AI-assisted coding forces the industry to confront that most code and many developers are mediocre, rapidly devaluing low-quality output and raising the demand for truly skilled engineers.
AI is exposing a harsh truth: most code is crap and many developers are merely mediocre. When AI can generate comparable or slightly better code instantly, the market value of low-quality output collapses, and the industry must reckon with the cost of mediocrity.
The author examined Lovable, an AI that builds entire applications with minimal human input. Its output is not great, but it often matches the worst of human-written code while avoiding some obvious cruft like commented-out sections, stray TODOs, and meaningless variable names. However, the deeper architectural flaws-tight coupling, duplicated logic, and anti-patterns-remain, because the AI is trained on the same flawed codebases humans produce.

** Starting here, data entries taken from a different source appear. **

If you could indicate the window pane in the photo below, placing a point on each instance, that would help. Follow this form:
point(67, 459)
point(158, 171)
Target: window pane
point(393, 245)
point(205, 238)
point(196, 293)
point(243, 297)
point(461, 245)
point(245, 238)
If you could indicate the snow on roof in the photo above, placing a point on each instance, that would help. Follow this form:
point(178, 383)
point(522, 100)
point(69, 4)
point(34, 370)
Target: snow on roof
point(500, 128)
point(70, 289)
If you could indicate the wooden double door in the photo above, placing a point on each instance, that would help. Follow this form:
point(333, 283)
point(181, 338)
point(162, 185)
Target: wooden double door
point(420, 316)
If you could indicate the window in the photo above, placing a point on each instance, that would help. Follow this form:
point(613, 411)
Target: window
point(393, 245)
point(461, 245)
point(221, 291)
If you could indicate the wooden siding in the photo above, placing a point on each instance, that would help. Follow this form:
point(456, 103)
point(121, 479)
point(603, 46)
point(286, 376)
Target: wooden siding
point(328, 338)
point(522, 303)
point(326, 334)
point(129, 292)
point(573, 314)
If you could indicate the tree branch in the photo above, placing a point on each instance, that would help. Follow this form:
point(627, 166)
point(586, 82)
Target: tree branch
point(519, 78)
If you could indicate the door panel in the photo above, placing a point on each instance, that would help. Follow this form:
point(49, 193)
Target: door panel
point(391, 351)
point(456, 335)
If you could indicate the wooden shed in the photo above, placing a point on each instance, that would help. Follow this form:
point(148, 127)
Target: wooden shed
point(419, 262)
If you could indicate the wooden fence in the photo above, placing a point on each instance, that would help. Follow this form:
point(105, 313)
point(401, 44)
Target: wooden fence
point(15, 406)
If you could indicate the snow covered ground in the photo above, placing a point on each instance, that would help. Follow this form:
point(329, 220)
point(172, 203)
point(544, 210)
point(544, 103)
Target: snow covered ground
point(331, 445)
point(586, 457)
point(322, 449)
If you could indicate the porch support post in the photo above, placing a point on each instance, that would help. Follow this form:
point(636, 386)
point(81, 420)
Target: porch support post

Because AI speeds up production, the consequences of crappy code arrive sooner. Start-ups may hit the maintenance wall before an exit, and large enterprises risk critical systems becoming unmaintainable well before budget cycles. Mediocre developers lose the illusion that speed alone grants seniority; their weaknesses become visible in real time.
Good engineers who practice modern testing, refactoring, continuous delivery, and product-focused design become far more valuable. In an AI-assisted world, these practices are no longer optional-they are the only way to extract real benefit from code generation tools.
The industry faces a supply gap: only a small fraction of developers possess deep engineering experience combined with the ability to use AI tools effectively. Leaders must invest in upskilling to avoid a widening talent shortage and the escalating cost of technical debt.